Russian President Vladimir Putin has said Russia’s military action in Ukraine was not avoidable and vowed that its goals in the conflict will be achieved.
Putin made the statement on Tuesday after he flew into Russia’s far east Amur region where he met Belarusian President Alexander Lukashenko.
This is the first meeting by Putin outside Moscow since Russia started the military operation against Ukraine on February 24, 2022.
Putin and Lukashenko paid the visit to the Vostochny Cosmodrome to mark Russia’s annual Cosmonautics Day, commemorating the first crewed space flight made in 1961 by the Russian cosmonaut Yuri Gagarin.
Putin added that Russia will start a lunar probe and deepen space links with Belarus.
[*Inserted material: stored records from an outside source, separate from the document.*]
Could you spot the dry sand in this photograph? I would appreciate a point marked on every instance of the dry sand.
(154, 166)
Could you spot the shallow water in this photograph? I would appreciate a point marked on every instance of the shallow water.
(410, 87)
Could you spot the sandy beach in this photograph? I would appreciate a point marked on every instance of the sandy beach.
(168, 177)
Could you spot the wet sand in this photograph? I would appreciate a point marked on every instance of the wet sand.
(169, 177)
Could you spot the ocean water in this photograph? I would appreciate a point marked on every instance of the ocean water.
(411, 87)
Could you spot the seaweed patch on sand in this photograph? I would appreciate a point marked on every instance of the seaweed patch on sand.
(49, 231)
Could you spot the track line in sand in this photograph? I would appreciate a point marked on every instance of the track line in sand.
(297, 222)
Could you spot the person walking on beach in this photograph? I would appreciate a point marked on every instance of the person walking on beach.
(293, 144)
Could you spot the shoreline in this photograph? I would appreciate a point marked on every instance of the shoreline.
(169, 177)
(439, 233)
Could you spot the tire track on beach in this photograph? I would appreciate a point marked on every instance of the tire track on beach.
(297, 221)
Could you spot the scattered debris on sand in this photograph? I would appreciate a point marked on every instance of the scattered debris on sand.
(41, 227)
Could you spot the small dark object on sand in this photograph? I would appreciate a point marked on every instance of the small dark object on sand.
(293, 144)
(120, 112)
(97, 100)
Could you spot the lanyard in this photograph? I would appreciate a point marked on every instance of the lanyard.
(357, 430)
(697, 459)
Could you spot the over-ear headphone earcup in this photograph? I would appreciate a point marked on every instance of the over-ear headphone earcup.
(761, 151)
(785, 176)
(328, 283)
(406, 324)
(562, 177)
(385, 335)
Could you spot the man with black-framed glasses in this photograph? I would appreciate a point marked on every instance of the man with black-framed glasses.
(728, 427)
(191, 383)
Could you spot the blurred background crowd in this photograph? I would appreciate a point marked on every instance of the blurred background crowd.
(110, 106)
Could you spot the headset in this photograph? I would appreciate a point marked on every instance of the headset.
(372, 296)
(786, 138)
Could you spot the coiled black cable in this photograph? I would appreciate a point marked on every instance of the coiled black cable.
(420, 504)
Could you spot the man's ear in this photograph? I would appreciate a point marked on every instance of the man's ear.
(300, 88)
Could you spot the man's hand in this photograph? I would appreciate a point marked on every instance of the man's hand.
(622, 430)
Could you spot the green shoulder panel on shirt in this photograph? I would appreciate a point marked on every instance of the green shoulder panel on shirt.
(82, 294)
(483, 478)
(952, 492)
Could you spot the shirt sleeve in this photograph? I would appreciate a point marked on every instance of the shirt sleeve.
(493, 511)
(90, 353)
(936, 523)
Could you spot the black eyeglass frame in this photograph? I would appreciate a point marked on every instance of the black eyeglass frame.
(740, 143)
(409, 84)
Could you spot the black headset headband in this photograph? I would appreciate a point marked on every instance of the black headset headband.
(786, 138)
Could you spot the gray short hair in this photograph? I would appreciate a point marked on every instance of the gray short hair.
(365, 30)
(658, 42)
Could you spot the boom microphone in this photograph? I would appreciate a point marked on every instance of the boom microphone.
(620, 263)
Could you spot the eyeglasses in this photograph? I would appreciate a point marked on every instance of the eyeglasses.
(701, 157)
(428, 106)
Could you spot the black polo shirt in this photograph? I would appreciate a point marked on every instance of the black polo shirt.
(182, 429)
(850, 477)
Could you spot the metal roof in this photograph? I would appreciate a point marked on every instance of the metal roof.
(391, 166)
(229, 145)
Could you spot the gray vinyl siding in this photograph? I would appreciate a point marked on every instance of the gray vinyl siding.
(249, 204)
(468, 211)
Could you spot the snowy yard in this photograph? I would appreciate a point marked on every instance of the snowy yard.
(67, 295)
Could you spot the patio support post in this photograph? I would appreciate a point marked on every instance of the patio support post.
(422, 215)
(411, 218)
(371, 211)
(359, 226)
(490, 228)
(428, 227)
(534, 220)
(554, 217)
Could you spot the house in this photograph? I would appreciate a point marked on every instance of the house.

Putin said that Ukraine has been turned into an “anti-Russian bridgehead” where “sprouts of nationalism and neo-Nazism were being cultivated”.
“This new generation of Ukrainian nationalists are clashing with Russia in particular. You see how Nazi ideology became a fact of life in Ukraine,” Putin said.
Putin reaffirmed that the Russian “special military operation” was intended to protect people in areas in eastern Ukraine controlled by Pro-Russian rebels, adding that the campaign was also about ensuring “Russia’s own security”.
Putin added that Russia had “had no other choice” and said that “there is no doubt that we will achieve our goals”.
Putin also said his country has no intention to isolate itself from the world and added that foreign powers would not succeed in isolating Russia.
“It’s certainly impossible to isolate anyone in the world of today, especially such a huge country as Russia,” Putin added.